Das kann ich gar nicht so genau sagen, ich habe keine ausgedachte Figur, auf deren Anfrage ich warte … Ich hätte Lust mal in einen ganz anderen Kontext gehen, etwas anderes als bisher zu spielen. Vielleicht etwas Historisches. Oder wie wäre es mit einem Thriller, einem dunklen Charakter, vielleicht einem Mörder oder einem Kommissar? 

Und welche Anfrage muss nun wirklich nicht sein?  

Eine Rolle, die dem, was ich bisher gemacht habe, der Jonas-Figur, zu ähnlich ist. Ich habe in der Vergangenheit auch schon zwei große Sachen deswegen abgesagt. Die Rollen waren für mich wie ein Abziehbild von Jonas. Das habe ich schon gezeigt und das muss jetzt nicht noch mal sein. 
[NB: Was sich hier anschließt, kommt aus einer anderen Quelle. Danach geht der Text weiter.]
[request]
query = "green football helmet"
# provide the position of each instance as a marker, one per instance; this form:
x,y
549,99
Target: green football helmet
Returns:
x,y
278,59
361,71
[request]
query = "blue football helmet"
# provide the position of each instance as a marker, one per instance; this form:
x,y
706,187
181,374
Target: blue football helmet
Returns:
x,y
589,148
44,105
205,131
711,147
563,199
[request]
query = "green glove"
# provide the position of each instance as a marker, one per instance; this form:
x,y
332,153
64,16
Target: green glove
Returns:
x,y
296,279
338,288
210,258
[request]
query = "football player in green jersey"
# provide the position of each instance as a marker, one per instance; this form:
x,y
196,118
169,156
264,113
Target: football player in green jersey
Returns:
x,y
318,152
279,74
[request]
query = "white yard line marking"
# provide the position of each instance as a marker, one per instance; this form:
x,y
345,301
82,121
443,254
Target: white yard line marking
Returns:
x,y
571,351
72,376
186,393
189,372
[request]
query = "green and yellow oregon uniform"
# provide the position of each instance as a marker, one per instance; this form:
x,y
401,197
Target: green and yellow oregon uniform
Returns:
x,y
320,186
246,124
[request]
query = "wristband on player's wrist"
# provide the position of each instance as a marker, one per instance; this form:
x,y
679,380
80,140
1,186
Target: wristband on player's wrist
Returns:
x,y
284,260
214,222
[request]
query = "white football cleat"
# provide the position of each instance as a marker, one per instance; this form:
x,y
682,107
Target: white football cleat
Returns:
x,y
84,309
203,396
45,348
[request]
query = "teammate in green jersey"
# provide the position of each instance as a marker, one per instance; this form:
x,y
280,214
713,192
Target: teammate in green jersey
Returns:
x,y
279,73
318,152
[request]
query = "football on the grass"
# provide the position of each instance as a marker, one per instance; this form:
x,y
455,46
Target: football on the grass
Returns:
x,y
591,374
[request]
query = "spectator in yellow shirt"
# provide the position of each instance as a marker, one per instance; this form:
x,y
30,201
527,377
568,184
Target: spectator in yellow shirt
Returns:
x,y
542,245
Es ist alles andere als selbstverständlich, ein Theaterengagement zu haben und gesehen zu werden

Merlin Sandmeyer 

Noch einmal zurück in 2021. Stell dir vor, alles würde noch mal anfangen: Du hast das „Discounter“-Skript zum ersten Mal auf dem Schoß, die Dreharbeiten sind kurz davor zu starten. Mit dem Wissen von heute: Was würdest du deinem 2021er-Ich mit auf den Weg geben? 

Das ist eine gute Frage (überlegt lange). Ich bin ziemlich zufrieden mit dem, wie alles gekommen ist und auch damit, wie ich mit den letzten Jahren umgegangen bin. Ich würde mir deswegen wahrscheinlich sagen: „Mach alles genau so, wie es kommt, du kannst dir vertrauen.“  

(©Sasha Ilushina) 
(©Sasha Ilushina) 

Dieses Interview ist zuerst in SZENE HAMBURG 04/2025 erschienen.